Monday, 3 January 2011

String Searching – The Knuth-Morris-Pratt Algorithm

We’ve seen how to do the naive approach towards pattern matching. So what about other algorithms that are much more better at doing this task? This is the Knuth-Morris-Pratt (KMP) algorithm for pattern matching.

 

The Problem

The problem that we are trying to deal with, is of course, exactly the same as the naive problem. Given some pattern p, does it exist in some string s.

 

Quick Example

Let’s say we have the following string and pattern,

  • s = “abra abracad abracadabra”
  • p = “abracadabra”

Now if this were the naive approach, we would need quite a lot of comparisons – 154 to be exact! Before we start, it would be best to note that we’ll be using zero-based arrays for this. So since s is really an array of characters, then s[0] would be referencing to the character ‘a’, and p[2] would be the character ‘r’.

We also need two more variables, name i and j. Here i will be the indexes into p, and j will be the indexes into s.

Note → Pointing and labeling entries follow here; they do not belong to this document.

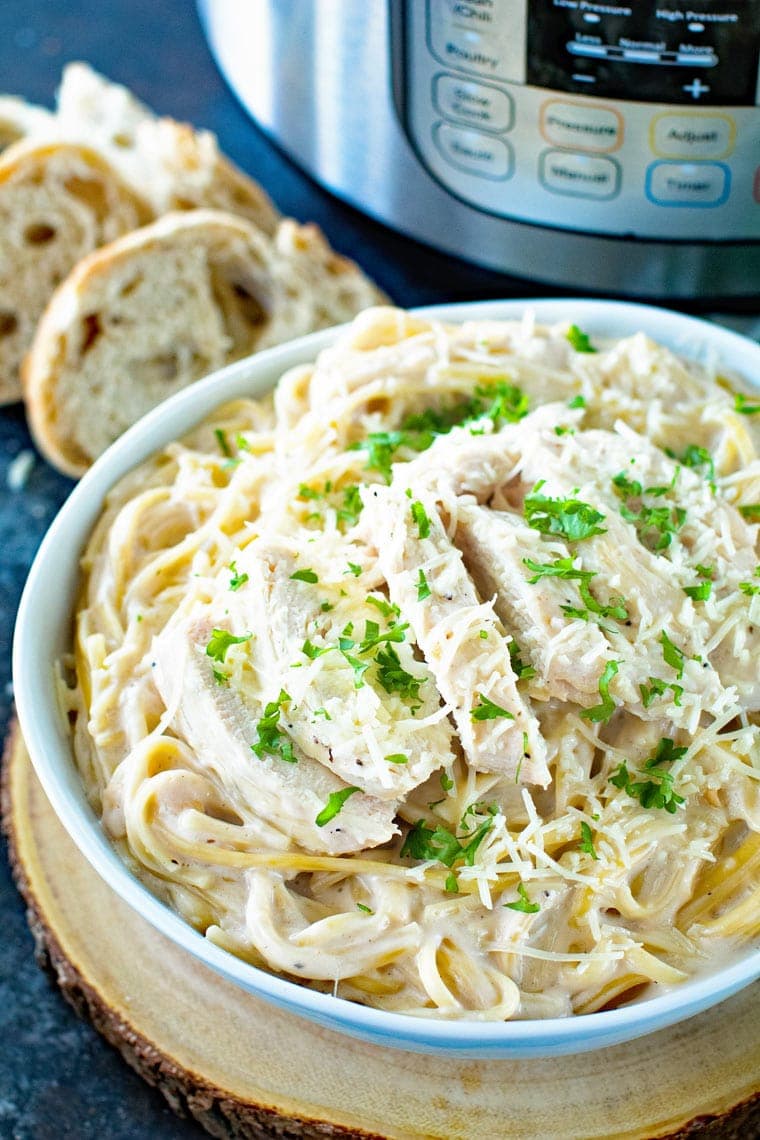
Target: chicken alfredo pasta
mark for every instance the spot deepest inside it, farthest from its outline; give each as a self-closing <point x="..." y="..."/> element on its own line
<point x="433" y="681"/>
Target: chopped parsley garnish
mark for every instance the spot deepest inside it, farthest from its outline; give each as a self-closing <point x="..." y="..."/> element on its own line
<point x="385" y="608"/>
<point x="374" y="637"/>
<point x="579" y="340"/>
<point x="352" y="505"/>
<point x="419" y="514"/>
<point x="425" y="843"/>
<point x="220" y="641"/>
<point x="743" y="406"/>
<point x="335" y="801"/>
<point x="309" y="493"/>
<point x="699" y="457"/>
<point x="602" y="713"/>
<point x="671" y="654"/>
<point x="487" y="710"/>
<point x="565" y="569"/>
<point x="572" y="519"/>
<point x="237" y="579"/>
<point x="304" y="576"/>
<point x="700" y="593"/>
<point x="313" y="651"/>
<point x="271" y="741"/>
<point x="587" y="840"/>
<point x="658" y="687"/>
<point x="655" y="526"/>
<point x="523" y="904"/>
<point x="658" y="789"/>
<point x="393" y="677"/>
<point x="522" y="672"/>
<point x="223" y="445"/>
<point x="751" y="588"/>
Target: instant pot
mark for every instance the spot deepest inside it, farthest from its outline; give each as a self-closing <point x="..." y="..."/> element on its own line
<point x="598" y="146"/>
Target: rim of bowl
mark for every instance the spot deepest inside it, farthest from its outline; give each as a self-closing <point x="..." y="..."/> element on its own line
<point x="47" y="737"/>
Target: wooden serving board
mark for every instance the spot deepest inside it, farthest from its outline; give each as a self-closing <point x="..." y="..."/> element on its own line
<point x="244" y="1068"/>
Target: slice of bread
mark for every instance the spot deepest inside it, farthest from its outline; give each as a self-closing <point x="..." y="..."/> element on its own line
<point x="58" y="202"/>
<point x="173" y="165"/>
<point x="164" y="306"/>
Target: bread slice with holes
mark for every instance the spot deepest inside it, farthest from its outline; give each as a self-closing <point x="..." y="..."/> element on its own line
<point x="172" y="164"/>
<point x="162" y="307"/>
<point x="58" y="202"/>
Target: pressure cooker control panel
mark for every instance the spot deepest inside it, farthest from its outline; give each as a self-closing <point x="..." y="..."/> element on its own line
<point x="635" y="120"/>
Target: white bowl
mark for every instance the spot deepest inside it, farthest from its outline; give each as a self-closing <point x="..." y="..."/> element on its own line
<point x="43" y="634"/>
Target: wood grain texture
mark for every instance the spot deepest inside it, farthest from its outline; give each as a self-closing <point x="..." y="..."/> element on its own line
<point x="246" y="1069"/>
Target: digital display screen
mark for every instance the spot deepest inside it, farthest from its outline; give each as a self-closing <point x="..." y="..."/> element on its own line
<point x="697" y="54"/>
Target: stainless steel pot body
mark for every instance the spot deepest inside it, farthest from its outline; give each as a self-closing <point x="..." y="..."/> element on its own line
<point x="594" y="146"/>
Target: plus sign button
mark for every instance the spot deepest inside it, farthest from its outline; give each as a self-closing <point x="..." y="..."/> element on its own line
<point x="696" y="88"/>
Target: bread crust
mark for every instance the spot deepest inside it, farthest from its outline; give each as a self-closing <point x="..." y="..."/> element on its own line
<point x="165" y="304"/>
<point x="58" y="201"/>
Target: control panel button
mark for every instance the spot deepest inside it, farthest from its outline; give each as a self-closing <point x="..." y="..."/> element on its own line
<point x="579" y="176"/>
<point x="474" y="152"/>
<point x="485" y="38"/>
<point x="581" y="125"/>
<point x="687" y="184"/>
<point x="466" y="102"/>
<point x="691" y="135"/>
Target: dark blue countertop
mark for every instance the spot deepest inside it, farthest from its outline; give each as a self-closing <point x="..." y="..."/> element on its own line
<point x="57" y="1077"/>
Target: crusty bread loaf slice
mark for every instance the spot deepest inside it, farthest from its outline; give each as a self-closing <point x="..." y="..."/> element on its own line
<point x="19" y="120"/>
<point x="164" y="306"/>
<point x="57" y="203"/>
<point x="173" y="165"/>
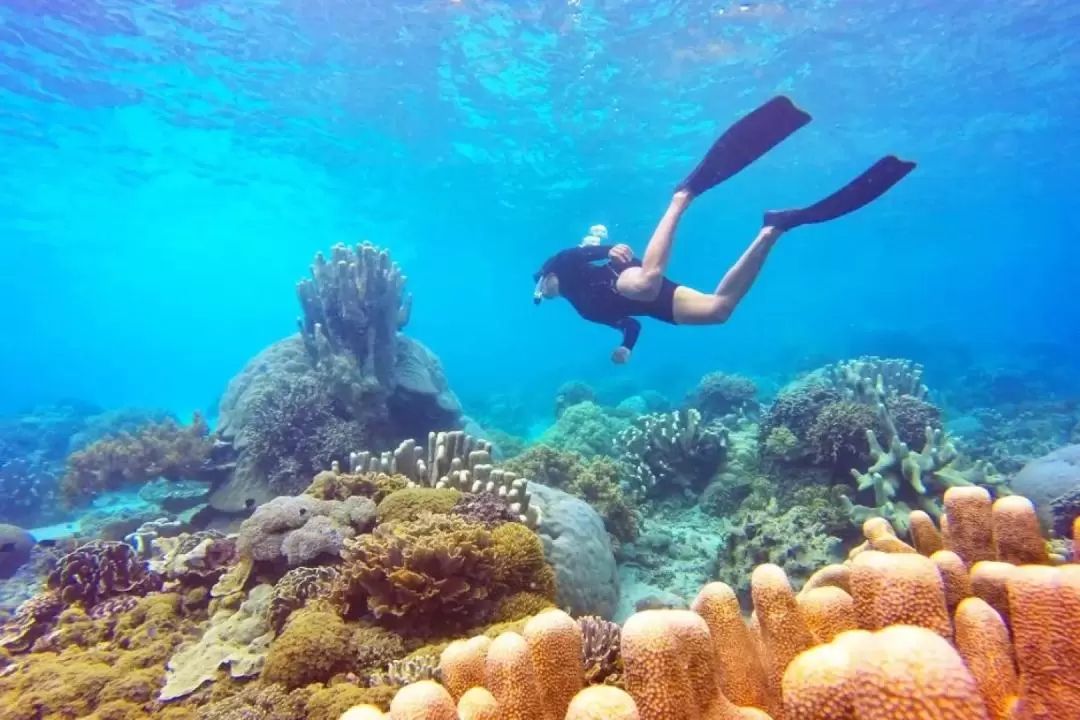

Now, let’s start off with the first match-up,

  • j = 012345678901234567890123
  • s = abra abracad abracadabra
  • p = abracadabra
  • i = 01234567890

Here we can see that p[0] and s[0] are equal, but then we reach s[4] and p[4]. Here we have a space character and the character ‘c’. Clearly they don’t match up. So what we need to do now is slide the pattern along. But this is the part that isn’t like the naive approach. Instead of sliding the pattern across by one, we slide the pattern across by a special value. You see, behind the scenes there is in fact a table T. We’ll get to this later, but for now all you need to know is that we slide the pattern across to j=3 and reset i=0.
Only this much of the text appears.